Cyclin-dependent kinase 4/6 inhibitor (CDK4/6i) therapy, the standard of care for metastatic hormone receptor-positive (HR +)/human epidermal growth factor receptor 2 (HER2) negative breast cancer (BC), has profoundly affected many cell types, including tumor cells, Tregs, cytotoxic T cells, and stem and progenitor cells. Therefore, it is reasonable to assume that the pretreatment status of tumor immunity may have predictive value in CDK4/6i efficacy.

METHODS

A total of 404 patients were included in the analysis. The scores of the panimmune-inflammatory values (PIV) and PILE (PIV-LDH-ECOG), a candidate PIV-based scoring system, were calculated within one week before the initiation of CDK4/6i plus endocrine therapy (ET).

RESULTS

The median overall survival (OS) was 69.0 months (95% CI 51.1-86.8).
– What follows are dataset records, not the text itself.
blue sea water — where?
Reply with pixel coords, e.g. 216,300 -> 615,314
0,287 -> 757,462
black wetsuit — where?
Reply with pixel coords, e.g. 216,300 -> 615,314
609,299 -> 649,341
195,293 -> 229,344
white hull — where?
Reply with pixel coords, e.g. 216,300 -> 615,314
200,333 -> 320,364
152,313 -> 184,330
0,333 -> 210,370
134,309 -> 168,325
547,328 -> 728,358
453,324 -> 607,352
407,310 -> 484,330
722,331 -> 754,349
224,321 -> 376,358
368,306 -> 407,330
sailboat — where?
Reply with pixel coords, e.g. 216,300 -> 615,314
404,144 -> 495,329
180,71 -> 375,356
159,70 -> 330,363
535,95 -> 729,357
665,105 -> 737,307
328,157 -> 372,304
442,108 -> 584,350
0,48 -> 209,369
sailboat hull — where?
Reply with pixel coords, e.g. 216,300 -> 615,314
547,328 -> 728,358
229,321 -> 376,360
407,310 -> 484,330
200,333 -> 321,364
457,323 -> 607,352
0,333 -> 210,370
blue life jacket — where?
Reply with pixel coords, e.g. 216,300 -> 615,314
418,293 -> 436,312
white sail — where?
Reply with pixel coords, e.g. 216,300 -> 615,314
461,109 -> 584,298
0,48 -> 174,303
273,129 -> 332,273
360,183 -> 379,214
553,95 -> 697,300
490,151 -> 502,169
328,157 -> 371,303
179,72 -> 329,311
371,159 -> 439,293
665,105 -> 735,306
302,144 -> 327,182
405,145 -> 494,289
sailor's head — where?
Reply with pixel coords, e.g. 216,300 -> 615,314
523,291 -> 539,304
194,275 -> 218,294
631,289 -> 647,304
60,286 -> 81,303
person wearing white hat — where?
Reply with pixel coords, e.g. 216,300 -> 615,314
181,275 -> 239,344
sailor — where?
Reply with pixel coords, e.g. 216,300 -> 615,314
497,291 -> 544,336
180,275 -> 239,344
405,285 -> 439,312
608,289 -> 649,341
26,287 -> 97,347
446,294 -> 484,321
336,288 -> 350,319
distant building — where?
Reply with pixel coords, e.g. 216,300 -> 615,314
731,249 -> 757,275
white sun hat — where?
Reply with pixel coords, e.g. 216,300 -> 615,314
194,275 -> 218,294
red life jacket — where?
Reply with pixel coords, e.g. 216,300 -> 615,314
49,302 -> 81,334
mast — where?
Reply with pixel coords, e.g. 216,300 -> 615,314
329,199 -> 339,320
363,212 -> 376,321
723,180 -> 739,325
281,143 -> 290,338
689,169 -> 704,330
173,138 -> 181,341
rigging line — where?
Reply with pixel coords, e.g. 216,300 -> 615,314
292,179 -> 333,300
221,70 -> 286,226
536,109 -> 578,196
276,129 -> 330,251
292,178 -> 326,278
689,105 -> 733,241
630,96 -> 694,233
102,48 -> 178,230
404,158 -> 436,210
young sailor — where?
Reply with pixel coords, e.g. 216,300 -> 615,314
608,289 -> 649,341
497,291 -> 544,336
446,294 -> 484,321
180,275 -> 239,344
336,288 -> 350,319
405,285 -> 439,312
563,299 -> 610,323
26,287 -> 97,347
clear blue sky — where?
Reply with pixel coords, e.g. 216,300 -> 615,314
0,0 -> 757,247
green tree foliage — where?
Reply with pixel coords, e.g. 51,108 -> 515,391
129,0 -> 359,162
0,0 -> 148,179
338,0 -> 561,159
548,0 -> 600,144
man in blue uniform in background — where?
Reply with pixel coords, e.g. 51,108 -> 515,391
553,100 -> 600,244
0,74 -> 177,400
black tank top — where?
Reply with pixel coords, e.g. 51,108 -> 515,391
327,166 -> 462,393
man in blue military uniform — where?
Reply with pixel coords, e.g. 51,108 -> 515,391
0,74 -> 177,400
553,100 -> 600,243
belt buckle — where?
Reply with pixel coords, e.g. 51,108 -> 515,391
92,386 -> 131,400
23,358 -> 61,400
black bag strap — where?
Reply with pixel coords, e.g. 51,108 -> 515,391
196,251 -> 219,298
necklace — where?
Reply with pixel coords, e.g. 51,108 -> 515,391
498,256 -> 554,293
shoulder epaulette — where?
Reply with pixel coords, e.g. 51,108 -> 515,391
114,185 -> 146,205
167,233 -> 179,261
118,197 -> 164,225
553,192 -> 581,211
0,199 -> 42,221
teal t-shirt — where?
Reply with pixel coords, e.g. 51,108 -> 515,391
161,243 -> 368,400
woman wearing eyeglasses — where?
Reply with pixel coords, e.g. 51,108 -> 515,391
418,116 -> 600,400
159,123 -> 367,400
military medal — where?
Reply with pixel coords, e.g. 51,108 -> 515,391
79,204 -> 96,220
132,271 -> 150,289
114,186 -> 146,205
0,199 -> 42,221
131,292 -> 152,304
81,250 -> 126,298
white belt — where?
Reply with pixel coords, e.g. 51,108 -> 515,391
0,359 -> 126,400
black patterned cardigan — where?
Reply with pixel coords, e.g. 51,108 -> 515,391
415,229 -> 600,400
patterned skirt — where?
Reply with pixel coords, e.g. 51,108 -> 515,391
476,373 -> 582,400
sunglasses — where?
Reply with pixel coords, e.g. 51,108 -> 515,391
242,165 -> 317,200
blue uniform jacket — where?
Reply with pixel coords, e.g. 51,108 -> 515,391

The low-PIV subgroup had significantly longer progression-free survival (PFS) [23.9 vs. 18.8 months; HR = 1.817, 95% CI = 1.113-2.965, p = 0.017] and OS [73.6 vs. 37.7 months; HR = 2.338, 95% CI = 1.122-4.871, p = 0.023] than the high-PIV subgroup. In the low-risk PILE subgroup, PFS [37.0 vs. 15.8 months; HR = 2.751, 95% CI = 1.736-4.361, p < 0.001] and OS [73.6 vs. 35.1 months; HR = 3.854, 95% CI = 1.855-8.005, p < 0.001] were greater than in the high-risk PILE subgroup. The low-risk PILE subgroup was associated with a significantly better disease control rate (DCR) than the high-risk PILE subgroup (87.2% and 75.0%, p = 0.004). In the analysis of 112 patients treated with ET in the metastatic stage before CDK4/6i as a control group, PIV and PILE were not independent prognostic indicators.

CONCLUSIONS

Our study demonstrated that PIV and PILE scores could be predictive biomarkers for the treatment efficacy of CDK4/6is.